Markus Feldenkirchen – Before taking on the duties of deputy head of the Berlin office for the news weekly "DER SPIEGEL," Feldenkirchen spent five years as political correspondent for the Berlin-based daily "Der Tagesspiegel," worked as reporter and presenter for WDR "Radio Eins" as well as contributing to "Stern TV," "Phoenix," and ARD public television’s New York studio. Markus Feldenkirchen studied political science, history and literature in Bonn and New York. He also attended journalism school in Munich. Feldenkirchen has been awarded the Axel Springer prize for young journalists, the Körber Foundation’s journalism prize as well as the Arthur F. Burns prize.

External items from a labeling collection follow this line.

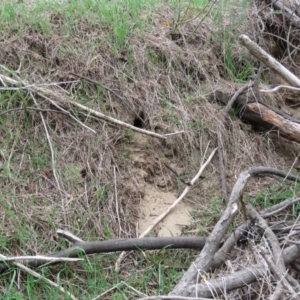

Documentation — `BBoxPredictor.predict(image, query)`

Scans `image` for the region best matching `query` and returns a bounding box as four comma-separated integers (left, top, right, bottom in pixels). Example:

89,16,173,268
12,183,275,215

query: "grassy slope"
0,0,300,299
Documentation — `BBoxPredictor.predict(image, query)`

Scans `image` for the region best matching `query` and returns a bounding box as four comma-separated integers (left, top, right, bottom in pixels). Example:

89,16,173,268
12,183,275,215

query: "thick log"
215,91,300,143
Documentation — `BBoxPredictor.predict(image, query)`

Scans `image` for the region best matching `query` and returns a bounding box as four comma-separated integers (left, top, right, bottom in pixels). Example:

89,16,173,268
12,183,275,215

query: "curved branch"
179,245,300,299
170,167,300,296
0,237,206,274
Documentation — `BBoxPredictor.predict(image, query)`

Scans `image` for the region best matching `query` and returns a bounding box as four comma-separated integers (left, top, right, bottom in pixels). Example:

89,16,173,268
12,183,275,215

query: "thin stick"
114,166,121,238
223,84,251,120
217,132,228,202
259,247,300,300
0,254,84,262
239,34,300,87
30,92,61,192
68,100,171,139
259,85,300,93
0,72,180,139
56,229,84,243
115,147,218,272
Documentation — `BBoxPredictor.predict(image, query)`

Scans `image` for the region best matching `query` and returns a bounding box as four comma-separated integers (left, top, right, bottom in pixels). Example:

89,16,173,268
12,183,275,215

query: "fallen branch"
260,247,300,300
246,203,286,274
239,34,300,87
170,167,300,297
172,245,300,299
0,237,206,274
115,147,217,272
14,263,77,300
139,296,211,300
0,71,184,139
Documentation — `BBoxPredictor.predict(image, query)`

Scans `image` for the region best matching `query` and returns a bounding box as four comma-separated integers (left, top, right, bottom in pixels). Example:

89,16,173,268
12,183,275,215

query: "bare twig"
172,245,300,299
70,72,145,125
246,203,286,274
239,34,300,87
171,167,299,296
0,236,206,274
217,132,228,202
56,229,84,243
259,247,300,300
30,92,62,192
259,85,300,93
223,84,251,120
139,296,211,300
0,74,184,139
0,254,84,262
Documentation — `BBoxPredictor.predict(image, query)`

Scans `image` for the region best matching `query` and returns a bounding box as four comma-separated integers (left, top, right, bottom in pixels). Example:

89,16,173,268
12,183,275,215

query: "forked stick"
115,144,218,272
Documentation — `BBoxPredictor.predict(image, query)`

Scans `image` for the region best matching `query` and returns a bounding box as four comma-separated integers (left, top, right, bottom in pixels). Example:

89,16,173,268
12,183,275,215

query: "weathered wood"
170,245,300,299
215,91,300,143
169,167,299,297
239,34,300,87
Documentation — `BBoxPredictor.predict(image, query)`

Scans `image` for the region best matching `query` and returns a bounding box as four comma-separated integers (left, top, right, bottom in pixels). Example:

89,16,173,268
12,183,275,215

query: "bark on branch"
170,167,300,297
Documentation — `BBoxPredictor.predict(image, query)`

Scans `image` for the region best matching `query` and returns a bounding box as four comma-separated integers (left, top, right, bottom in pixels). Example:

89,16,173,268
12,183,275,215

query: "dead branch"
172,245,300,299
239,34,300,87
215,91,300,143
271,0,300,28
0,237,206,274
13,262,77,300
246,203,286,274
139,296,211,300
0,71,182,139
170,167,300,296
260,247,300,300
115,143,217,272
217,132,228,202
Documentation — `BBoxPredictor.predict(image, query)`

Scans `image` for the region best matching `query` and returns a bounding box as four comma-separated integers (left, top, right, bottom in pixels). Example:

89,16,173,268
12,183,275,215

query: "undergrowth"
0,0,298,299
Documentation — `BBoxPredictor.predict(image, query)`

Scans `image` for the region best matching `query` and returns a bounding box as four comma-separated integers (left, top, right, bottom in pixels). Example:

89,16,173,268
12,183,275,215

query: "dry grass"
0,0,299,298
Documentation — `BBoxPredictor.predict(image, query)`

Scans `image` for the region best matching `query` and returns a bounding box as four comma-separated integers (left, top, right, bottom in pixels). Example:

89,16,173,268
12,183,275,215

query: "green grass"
0,0,270,299
245,182,300,217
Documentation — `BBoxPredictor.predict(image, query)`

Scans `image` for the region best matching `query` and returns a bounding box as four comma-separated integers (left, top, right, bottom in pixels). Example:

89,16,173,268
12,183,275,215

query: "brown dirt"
0,0,300,298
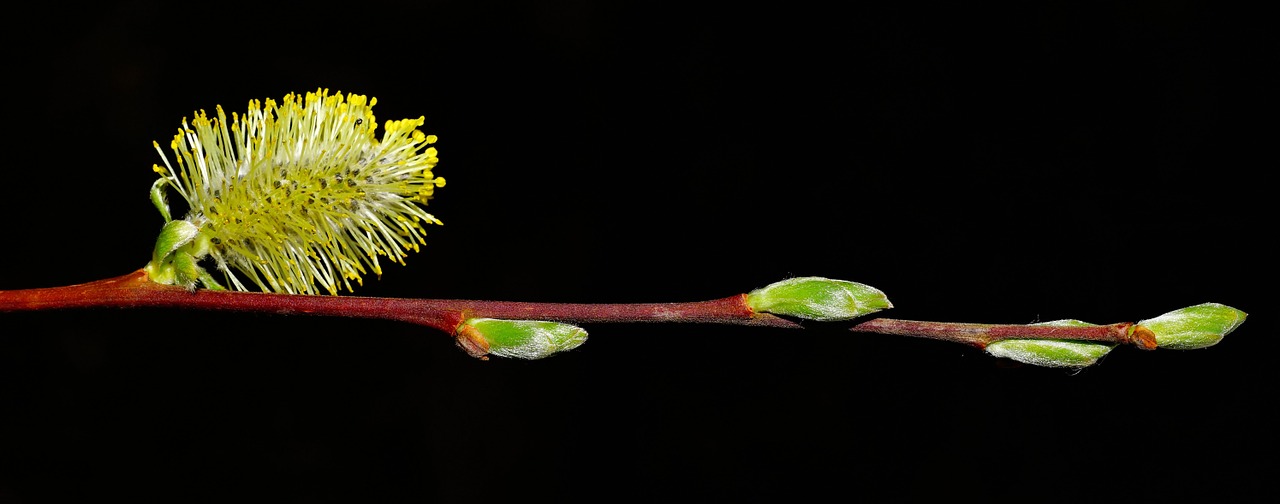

Ian Johnson is a reporter/editor at The Wall Street Journal. He was born in 1962 in Montreal, Canada, and emigrated to the U.S. with his family in 1977. He went to high school and college in Florida and worked at The Orlando Sentinel. In 1986 he went to Taiwan to study Chinese and then to Berlin to freelance and get his master's. He covered the fall of the Berlin Wall and German unification. He received his M.A. in Chinese studies in 1993.

From 1992 to 1994 Johnson covered business for the Baltimore Sun, moving to its Beijing bureau in 1994. In 1997 he joined The Wall Street Journal's Beijing bureau, where he covered macroeconomics. In 1999 he became acting bureau chief, overseeing the other five reporters in the bureau and covering the politics and society beats. His stories about the Falun Gong protests resulted in several journalism honors including a Pulitzer Prize in 2001 and an Overseas Press Club award for foreign reporting. Today Ian Johnson is the Berlin correspondent for the Wall Street Journal.

David Patrician– A Fulbright scholar in Germany since 2007, Patrician has worked for the public WDR network, produced his own programs, in which he traveled around Germany noting an American perspective. David Patrician spent 3 years with the Voice of America in Washington, D.C. Before that he spent six years as a television presenter for a South Korean broadcaster, where he was also an observer on US foreign and domestic policy as well as covering the 2002 Soccer World Cup.